How to choose the right technology

When designing mobile apps it can be difficult to choose what technology to use. Will it be a progressive web app, or a native app? For which platforms, and what capabilities are needed?

Native mobile apps

Although web apps have become more capable lately, there are still things only native apps can do.

Android / iOS

When you need the best performance and control, going fully native is probably the best option. On Android that means programing on Android SDK with a Java language or Kotlin. Kotlin is a fairly recent addition, but is fully supported by Google. On iOS you would use Swift and XCode.


Flutter is a new cross platform development platform by Google. It is mainly intended for making apps for Google’s new Fuchsia OS, but as that one is far from ready, the main focus is now on creating apps for iOS and Android. Apps are written in Dart, and are compiled with Android SDK and XCode into “native” apps. The framework is somewhat large compared to fully native apps, but development is very fast.

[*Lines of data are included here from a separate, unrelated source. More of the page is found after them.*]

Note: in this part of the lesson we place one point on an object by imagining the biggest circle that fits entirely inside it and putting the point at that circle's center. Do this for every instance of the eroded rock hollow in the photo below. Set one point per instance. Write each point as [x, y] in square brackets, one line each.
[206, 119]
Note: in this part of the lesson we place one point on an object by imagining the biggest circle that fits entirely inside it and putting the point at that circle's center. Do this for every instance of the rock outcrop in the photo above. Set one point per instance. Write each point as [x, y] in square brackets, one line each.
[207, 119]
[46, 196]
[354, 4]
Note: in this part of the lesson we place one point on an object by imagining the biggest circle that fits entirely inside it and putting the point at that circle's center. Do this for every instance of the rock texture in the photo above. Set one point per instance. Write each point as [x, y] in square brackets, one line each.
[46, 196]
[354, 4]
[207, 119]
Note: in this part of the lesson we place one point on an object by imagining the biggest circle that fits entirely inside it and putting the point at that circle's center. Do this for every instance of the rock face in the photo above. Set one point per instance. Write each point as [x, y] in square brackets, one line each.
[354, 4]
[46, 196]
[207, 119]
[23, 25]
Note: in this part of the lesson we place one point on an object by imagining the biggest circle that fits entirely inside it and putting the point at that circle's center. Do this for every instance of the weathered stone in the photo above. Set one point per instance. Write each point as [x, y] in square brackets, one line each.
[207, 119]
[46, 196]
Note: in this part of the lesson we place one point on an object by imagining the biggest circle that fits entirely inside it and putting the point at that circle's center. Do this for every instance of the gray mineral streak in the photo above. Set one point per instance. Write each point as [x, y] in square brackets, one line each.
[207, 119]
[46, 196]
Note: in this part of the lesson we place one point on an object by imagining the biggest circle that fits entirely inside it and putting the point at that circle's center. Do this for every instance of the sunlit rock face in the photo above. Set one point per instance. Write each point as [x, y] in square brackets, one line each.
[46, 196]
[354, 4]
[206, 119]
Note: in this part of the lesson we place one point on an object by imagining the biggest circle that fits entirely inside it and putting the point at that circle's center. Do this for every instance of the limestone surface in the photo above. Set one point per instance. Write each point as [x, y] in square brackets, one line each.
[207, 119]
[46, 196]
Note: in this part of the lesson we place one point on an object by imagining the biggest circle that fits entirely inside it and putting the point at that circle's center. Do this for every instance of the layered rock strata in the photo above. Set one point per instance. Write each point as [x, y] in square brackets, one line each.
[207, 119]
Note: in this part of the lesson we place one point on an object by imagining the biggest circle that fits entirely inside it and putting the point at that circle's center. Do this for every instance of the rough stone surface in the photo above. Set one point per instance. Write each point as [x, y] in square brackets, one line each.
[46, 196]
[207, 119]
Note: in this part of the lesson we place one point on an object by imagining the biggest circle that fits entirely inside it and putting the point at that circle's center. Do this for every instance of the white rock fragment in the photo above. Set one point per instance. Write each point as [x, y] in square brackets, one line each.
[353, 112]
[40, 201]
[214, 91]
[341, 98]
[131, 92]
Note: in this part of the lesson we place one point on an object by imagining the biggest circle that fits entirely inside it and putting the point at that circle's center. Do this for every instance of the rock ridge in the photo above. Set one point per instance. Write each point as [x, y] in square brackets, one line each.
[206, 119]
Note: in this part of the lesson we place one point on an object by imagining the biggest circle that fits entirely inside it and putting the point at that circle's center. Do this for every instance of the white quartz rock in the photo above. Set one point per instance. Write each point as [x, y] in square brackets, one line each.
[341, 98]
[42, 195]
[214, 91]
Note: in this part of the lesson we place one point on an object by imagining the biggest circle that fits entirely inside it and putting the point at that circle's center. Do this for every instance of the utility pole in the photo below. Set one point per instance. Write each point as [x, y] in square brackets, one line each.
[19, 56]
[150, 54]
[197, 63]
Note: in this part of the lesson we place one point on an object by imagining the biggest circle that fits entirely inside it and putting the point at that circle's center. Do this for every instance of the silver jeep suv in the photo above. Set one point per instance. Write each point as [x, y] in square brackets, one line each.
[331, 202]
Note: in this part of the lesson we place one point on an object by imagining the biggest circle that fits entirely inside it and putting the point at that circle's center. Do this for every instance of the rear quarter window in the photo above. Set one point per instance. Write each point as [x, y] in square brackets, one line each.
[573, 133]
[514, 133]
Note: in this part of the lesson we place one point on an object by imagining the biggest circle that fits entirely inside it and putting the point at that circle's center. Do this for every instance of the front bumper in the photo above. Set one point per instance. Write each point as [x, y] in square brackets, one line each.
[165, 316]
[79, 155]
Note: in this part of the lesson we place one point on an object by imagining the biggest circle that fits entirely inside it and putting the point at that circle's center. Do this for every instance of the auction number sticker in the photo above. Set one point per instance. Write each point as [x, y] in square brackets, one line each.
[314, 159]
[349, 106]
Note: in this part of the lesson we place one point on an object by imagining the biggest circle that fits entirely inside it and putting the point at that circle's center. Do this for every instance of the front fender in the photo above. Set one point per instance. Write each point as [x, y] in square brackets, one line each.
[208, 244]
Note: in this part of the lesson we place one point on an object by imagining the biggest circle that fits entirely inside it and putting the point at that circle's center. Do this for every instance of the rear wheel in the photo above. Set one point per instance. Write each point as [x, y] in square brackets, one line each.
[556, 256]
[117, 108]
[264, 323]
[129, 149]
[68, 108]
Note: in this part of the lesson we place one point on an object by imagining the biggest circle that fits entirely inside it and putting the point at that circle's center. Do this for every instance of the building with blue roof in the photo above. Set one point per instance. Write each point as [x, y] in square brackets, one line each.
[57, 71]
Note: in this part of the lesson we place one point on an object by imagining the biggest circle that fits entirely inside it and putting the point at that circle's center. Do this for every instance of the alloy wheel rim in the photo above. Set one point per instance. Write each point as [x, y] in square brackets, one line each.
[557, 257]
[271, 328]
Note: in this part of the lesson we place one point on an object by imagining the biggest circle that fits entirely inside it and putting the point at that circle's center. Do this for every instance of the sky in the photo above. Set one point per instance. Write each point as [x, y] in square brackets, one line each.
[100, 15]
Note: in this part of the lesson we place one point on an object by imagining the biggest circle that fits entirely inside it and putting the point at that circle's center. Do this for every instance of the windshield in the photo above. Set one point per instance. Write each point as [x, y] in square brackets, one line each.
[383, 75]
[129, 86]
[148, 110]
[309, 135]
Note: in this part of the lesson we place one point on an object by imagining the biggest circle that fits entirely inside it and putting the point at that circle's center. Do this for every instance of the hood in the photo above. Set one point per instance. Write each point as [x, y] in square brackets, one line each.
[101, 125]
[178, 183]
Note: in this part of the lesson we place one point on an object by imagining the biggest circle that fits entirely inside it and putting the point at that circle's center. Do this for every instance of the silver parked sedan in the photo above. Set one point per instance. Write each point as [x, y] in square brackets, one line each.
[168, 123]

Unity as you probably know is a game engine, but it’s worth mentioning here because it has a very strong cross platform focus. It’s missing a lot of the UI elements from other environments, so creating standard apps with it is not really the best idea, but if you’re creating a game, this is easily the best choice.

Progressive web apps

Although there are a lot of tools to create native mobile apps, web based apps are usually still by far the easiest to develop and deploy. And they are also truly cross platform. Recently there has been a lot of features added to web browsers to make web apps closer to native. You can read location, send notifications, run tasks in the background and use the devices camera, plus many more things. On mobile platforms there not yet any way to register them as apps, except to add them to the home screen.

Progressive web apps are written in ECMAScript (Javascript) or something transpiled into ECMAScript. It’s usually a good idea to use libraries or frameworks


React is a library for building UI, developed by Facebook. It is usually used together with other libraries, such as Redux. React is not really a framework, but it does  demand some adherence to a certain way of doing things. React is very popular, and has a lot of ready components and libraries that work with it. It can have a somewhat steep learning curve, especially together with Redux. And most of the libraries are updated often, so the way you do thing now, might be different from the way you did things 6 months ago.


Vue is also used for UI design, but compared to React it’s more of a framework. It combines templates, state code and styles into one component file. Where React is just the view layer, Vue includes a bit more. But in practice it’s very similar to React in the sense that React has a de-facto standard set of libraries that are almost always included. Vue has a slightly less technical focus than React.


Angular is anl app framework developed by Google. It comes in versions for Typescript and Dart. Compared to React and Vue, Angular is much more of a full framework. Angular from version 5 onward has built in support for progressive web apps.

UX Design

An important part of mobile app design is the user experience (UX) design. Regardless how well you program an app, and how fast and responsive it is, if the UX is not well designed, it will not be pleasant to use.

There are a lot of frameworks that can be used to help with the UX design. Using familiar graphical elements and usage patterns. But of course you probably want somewhat of your own “look” to the app as well. This can also be tricky because iOS and Android uses different native UX designs. But lately they have approached each other a bit.

Material Design

Google’s native Android “look & feel” is called material design. There are material design libraries available for a lot of different platforms. Native Android apps default to material design elements, but you can also include it in Flutter, and there are versions for Web as well. Especially when you don’t have a lot of resources for UX design, using something material design can be a good choice.

Adobe XD

When doing the UX design, Adobe Experience Design (XD) is a useful tool. It allows easy prototyping of UX patterns. You can then share the designs to clients and developers as a web page, which is very useful as it doesn’t require you to have the software installed.

Data Storage

When designing an app chances are that you need to store data somewhere. How much and where depends entirely on the app you are designing.

Local Storage

For most apps you need to store data locally. Even if you are also using other storage methods, you probably still want to store some data locally. For web apps the best option is usually to use the browsers local storage, or session storage functionality.

Rest API

Using a rest API is usually the way to go with mobile apps. If the data flow is user action centric it’s usually the best option. If there’s a lot of server to client signalling it might not be a good fit, but it can be combined with other methods of signalling, or just using client to server polling.


If you need real-time two way signalling between the app and data storage, Google’s firebase is probably a good option. It uses noSQL collections of data, that can be bound to your app for real-time updates. Firebase have libraries for most technologies used for mobile app development.

Firebase includes user registration and authentication features, so creating applications on top of it is simple.

So what do I choose?

Choosing the right technology is never an easy choice. There are so many choices available that there are probably many suitable choices. Using technologies that you already know is usually a good choice, but before getting started you should find out if there is something that fits a lot better. As the old saying goes; “When all you have is a hammer, everything looks like a nail.” You should find out if your project really is a nail or if there’s something that is much better suited for it.